A typical training day in which a lifter is training to failure may start with a few sets of high repetitions with lighter weights. As the workout progresses, the lifter will often do fewer repetitions at higher weights until he or she is lifting his or her maximum weight. This workout is called a pyramid workout, and it can be done without training to failure. A lifter who is training to failure, however, will continue to lift the maximum weight until the muscles can no longer support the weight at all, whereas a lifter who is not participating in failure training may stop after only one or two repetitions of the max weight.
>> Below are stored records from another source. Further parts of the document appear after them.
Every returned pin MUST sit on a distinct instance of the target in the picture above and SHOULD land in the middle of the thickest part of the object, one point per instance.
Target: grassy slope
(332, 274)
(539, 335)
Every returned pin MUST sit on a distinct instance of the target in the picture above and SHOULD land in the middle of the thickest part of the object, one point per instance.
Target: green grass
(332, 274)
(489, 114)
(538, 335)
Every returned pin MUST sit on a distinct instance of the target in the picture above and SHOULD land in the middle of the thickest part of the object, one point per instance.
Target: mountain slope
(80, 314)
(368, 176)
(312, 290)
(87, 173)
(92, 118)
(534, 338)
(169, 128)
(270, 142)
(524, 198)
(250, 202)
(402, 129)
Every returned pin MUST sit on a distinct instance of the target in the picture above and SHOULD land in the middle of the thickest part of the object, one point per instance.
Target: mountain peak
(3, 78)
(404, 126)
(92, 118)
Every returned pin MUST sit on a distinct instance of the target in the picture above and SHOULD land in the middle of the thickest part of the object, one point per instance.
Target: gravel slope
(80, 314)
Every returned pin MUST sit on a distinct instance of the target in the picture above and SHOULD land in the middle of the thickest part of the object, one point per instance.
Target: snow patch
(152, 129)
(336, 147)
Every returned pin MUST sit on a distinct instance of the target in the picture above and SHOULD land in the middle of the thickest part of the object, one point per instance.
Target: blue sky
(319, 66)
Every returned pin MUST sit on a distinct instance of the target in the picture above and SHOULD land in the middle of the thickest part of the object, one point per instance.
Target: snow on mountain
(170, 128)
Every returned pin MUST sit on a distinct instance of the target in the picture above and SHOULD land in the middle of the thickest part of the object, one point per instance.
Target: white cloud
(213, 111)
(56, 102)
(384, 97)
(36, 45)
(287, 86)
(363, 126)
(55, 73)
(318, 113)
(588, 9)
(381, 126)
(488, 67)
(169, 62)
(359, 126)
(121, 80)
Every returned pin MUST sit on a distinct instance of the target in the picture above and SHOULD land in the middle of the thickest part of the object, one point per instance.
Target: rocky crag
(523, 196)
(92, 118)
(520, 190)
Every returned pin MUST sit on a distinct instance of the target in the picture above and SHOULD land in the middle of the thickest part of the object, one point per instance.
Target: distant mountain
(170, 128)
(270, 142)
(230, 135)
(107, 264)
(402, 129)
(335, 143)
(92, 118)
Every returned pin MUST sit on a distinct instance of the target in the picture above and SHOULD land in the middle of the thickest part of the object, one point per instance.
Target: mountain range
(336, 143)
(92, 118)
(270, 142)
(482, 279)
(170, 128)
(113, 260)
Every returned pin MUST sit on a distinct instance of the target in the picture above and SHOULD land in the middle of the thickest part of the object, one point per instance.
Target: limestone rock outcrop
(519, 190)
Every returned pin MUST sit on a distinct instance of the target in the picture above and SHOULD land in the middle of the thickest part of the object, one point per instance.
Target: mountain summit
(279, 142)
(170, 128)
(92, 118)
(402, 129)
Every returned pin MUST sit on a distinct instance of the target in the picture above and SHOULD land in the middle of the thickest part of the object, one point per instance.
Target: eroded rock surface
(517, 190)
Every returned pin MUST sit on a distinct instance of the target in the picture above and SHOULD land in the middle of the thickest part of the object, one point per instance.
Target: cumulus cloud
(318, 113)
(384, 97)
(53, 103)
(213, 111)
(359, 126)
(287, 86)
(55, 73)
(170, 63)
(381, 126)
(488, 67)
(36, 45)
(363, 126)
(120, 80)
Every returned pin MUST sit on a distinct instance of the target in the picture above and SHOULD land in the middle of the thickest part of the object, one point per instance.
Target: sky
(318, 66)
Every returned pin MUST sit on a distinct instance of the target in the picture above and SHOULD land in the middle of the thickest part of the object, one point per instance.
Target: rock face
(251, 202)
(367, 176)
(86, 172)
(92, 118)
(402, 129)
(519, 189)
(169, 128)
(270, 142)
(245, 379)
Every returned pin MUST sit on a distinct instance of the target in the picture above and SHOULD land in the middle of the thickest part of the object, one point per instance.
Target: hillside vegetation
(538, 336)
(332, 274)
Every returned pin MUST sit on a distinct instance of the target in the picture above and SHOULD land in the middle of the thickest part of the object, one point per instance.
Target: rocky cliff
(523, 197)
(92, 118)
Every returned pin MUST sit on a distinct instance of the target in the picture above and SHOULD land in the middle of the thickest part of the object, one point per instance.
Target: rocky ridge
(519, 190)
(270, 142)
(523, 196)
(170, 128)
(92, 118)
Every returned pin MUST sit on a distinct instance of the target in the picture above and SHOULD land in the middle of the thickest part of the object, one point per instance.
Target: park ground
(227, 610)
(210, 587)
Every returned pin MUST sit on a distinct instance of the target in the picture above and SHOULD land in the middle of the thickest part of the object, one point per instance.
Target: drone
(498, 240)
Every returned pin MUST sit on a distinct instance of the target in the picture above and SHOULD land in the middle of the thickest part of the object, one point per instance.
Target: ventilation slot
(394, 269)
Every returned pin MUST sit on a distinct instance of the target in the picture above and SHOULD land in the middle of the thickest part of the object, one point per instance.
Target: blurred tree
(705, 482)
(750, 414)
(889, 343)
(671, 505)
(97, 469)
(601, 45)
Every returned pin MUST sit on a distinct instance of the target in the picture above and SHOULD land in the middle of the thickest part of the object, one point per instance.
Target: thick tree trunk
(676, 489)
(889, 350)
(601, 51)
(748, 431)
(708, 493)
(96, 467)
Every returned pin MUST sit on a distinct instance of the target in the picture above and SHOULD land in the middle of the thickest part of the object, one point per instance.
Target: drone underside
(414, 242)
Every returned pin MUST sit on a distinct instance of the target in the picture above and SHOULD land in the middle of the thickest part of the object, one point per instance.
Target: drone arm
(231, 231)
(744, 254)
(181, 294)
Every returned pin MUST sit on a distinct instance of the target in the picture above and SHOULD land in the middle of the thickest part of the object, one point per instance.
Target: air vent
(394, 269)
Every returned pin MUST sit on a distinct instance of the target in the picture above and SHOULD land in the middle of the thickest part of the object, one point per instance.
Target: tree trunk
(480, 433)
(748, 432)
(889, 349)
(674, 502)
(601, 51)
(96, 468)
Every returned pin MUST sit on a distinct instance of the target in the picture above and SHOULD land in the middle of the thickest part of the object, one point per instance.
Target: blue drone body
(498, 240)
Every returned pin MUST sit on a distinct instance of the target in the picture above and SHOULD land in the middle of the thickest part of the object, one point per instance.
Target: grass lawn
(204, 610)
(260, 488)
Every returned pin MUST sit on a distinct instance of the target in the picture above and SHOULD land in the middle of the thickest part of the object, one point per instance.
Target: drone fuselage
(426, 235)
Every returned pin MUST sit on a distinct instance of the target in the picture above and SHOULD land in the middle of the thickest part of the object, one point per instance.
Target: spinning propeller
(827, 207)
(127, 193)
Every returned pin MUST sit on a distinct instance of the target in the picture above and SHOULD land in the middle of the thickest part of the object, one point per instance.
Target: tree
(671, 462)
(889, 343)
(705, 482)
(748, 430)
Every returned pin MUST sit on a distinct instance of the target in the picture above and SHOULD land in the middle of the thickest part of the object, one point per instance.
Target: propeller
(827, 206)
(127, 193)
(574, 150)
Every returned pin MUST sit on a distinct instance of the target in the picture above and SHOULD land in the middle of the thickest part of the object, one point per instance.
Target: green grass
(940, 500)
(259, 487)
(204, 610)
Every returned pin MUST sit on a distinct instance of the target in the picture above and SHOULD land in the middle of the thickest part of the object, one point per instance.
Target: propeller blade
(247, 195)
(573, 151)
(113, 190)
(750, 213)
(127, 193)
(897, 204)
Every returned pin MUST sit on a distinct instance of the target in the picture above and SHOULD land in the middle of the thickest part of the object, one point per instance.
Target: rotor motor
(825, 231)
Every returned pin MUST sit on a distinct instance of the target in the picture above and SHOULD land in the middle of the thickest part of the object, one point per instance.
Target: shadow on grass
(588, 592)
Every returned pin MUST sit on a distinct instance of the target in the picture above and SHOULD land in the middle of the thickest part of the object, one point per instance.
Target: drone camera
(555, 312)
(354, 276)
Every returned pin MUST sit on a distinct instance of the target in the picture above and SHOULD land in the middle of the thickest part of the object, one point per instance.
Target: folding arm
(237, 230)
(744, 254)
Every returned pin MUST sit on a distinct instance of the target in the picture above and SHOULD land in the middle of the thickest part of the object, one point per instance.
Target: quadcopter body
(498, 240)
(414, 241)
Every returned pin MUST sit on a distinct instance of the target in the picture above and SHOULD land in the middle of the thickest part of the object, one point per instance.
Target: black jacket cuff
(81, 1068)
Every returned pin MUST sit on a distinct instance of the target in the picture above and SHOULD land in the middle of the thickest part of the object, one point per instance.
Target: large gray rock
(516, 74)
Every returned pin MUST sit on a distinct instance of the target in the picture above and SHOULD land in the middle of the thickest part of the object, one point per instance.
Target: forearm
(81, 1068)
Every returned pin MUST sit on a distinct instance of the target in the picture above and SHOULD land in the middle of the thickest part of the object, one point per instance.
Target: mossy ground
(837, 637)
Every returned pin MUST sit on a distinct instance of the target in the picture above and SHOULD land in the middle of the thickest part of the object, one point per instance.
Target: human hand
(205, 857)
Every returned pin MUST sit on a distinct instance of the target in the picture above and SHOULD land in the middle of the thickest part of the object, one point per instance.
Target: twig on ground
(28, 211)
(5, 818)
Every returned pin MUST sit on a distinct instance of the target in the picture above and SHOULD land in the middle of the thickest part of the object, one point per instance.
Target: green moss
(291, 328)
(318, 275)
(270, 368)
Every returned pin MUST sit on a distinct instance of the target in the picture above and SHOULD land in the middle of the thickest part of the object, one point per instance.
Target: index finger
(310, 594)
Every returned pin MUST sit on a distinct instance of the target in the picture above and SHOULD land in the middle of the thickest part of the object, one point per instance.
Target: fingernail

Training to failure does not necessarily have to be done in conjunction with a pyramid workout. A lifter can do many repetitions at a lower weight and still train to failure, though it may take longer to do so. Many lifters believe this is a more beneficial way to train to failure, as the muscles get more of a workout and blood flow is stimulated to the muscles more thoroughly and for a prolonged period of time. Other lifters may train to failure simply by using the maximum weight for as many repetitions as possible. A lifter can continue to train after failure has been achieved by lowering the amount of weight lifted or by changing positions, though this increases the likelihood of injury.
Overtraining is very possible when training to failure. Overtraining occurs when the muscles of the body do not have sufficient time to recover after a workout, which can in turn lead to a plateau in one's training. It can also be counterproductive, leading to muscle or fitness loss. Extra time may be necessary after a failure training workout to allow the muscles to recover sufficiently.